De acordo com os dados da ANS, as principais insatisfações dos usuários de planos de saúde na região estão relacionadas a regras de acesso aos atendimentos, com 757 registros. Em seguida, aparecem reclamações sobre prazos máximos para atendimentos (655), rede conveniada (572) e cobertura contratual (392).

Confira o ranking das reclamações em Campinas em 2025:

Regras para Acesso aos Atendimentos: 757

Prazos Máximos para Atendimento: 655

Rede de Atendimento (rede conveniada): 572

Rol de Procedimentos e Cobertura Contratual: 392

Reembolso: 265

Outros: 204

Suspensão e Rescisão Contratuais: 131

Mensalidade ou Outras Cobranças: 127

Carência: 61

Portabilidade de Carências: 53

Contratação/Adesão e Vigência Contratual: 45

As três operadoras com mais reclamações são: Notre Dame Intermédica e HapVida, ambas com 677 registros, e Unimed Campina, com 467.

“Todo usuário de plano de saúde tem o direito a atendimento. Muitas vezes, esse direito é negado de forma ilegal. Recorrer à ANS pode ajudar a resolver esse tipo de problema”, destaca a advogada Gabriela Raeder.

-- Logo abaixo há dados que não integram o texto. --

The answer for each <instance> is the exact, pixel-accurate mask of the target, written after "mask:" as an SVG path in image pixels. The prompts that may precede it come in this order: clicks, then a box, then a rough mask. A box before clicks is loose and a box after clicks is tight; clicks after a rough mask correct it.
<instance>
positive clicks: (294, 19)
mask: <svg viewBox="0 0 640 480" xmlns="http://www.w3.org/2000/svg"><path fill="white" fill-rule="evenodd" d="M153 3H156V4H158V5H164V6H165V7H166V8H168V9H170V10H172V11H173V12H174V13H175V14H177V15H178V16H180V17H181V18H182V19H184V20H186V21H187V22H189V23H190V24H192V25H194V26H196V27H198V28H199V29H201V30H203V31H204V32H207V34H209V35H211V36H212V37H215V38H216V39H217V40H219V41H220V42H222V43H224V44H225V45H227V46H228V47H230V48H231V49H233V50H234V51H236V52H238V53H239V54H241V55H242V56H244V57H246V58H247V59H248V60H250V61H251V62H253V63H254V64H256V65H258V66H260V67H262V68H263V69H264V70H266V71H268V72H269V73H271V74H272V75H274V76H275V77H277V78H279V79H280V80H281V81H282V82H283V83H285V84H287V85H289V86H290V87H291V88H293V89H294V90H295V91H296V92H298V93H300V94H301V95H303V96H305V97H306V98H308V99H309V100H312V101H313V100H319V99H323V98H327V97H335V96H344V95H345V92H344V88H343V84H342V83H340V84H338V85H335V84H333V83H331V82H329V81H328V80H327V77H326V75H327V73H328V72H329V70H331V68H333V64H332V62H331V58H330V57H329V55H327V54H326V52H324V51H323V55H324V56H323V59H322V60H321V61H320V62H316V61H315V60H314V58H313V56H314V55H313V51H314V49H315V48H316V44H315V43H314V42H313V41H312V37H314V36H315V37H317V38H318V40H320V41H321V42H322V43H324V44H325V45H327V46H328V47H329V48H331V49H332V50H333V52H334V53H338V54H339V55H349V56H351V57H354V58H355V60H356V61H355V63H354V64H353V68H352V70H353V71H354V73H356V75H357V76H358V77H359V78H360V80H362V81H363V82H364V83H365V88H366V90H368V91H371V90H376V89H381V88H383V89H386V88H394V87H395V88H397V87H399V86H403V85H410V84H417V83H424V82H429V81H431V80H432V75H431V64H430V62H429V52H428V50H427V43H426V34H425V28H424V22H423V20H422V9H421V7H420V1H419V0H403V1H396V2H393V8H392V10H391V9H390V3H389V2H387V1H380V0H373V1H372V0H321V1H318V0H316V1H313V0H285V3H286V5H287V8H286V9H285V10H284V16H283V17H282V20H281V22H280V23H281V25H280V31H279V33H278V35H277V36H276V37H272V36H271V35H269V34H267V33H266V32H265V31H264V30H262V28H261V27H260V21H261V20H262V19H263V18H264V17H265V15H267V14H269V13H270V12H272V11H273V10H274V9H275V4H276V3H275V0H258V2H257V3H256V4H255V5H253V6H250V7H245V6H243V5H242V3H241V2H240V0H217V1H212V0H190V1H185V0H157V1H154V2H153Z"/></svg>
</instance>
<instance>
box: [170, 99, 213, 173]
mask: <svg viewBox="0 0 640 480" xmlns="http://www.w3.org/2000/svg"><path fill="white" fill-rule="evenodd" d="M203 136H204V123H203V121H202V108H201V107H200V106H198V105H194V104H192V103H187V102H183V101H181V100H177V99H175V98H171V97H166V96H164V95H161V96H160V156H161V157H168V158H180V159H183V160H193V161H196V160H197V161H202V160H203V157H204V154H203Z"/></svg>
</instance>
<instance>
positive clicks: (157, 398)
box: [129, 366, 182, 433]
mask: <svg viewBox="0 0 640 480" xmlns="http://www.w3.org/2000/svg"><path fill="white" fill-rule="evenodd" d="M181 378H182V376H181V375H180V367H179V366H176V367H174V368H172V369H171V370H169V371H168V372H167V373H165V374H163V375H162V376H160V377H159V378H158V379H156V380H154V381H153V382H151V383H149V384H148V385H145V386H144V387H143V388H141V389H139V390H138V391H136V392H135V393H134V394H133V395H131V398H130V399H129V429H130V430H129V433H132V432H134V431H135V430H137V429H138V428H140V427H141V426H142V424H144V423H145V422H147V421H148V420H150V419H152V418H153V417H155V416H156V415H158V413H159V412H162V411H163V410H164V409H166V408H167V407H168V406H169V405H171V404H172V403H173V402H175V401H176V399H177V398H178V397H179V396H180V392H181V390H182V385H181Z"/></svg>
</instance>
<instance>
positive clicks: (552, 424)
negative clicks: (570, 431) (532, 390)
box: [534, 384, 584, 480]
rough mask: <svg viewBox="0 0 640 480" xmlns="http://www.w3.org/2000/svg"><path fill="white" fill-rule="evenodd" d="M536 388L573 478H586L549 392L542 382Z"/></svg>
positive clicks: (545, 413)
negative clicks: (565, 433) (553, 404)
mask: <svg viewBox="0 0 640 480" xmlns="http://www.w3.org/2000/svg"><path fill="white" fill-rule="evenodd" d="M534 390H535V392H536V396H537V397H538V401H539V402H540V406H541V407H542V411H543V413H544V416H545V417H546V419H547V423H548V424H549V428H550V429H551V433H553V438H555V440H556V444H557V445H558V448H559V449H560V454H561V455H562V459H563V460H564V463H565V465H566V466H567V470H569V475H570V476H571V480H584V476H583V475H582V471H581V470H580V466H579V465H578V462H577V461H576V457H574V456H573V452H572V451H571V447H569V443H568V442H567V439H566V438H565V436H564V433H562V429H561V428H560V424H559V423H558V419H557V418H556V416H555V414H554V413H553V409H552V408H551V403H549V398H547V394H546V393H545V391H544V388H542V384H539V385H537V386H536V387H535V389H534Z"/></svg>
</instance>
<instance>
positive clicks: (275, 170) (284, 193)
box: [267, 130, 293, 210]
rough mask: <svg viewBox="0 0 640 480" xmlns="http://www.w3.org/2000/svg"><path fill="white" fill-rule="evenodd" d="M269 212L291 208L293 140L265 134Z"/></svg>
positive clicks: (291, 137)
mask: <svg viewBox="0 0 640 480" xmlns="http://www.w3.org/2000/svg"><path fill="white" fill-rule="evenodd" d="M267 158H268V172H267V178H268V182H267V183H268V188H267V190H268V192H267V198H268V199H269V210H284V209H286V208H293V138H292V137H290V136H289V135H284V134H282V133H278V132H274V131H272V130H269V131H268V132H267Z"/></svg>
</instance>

Dificuldade em agendar consultas

A assistente social Maria da Solidade Duarte Costa relata a dificuldade em marcar consulta para sua mãe, que sofre de diabetes, devido à demora.

Maria, que paga R$ 1,3 mil por mês pelo convênio de sua mãe, destaca a importância do acesso a um atendimento adequado, especialmente para idosos.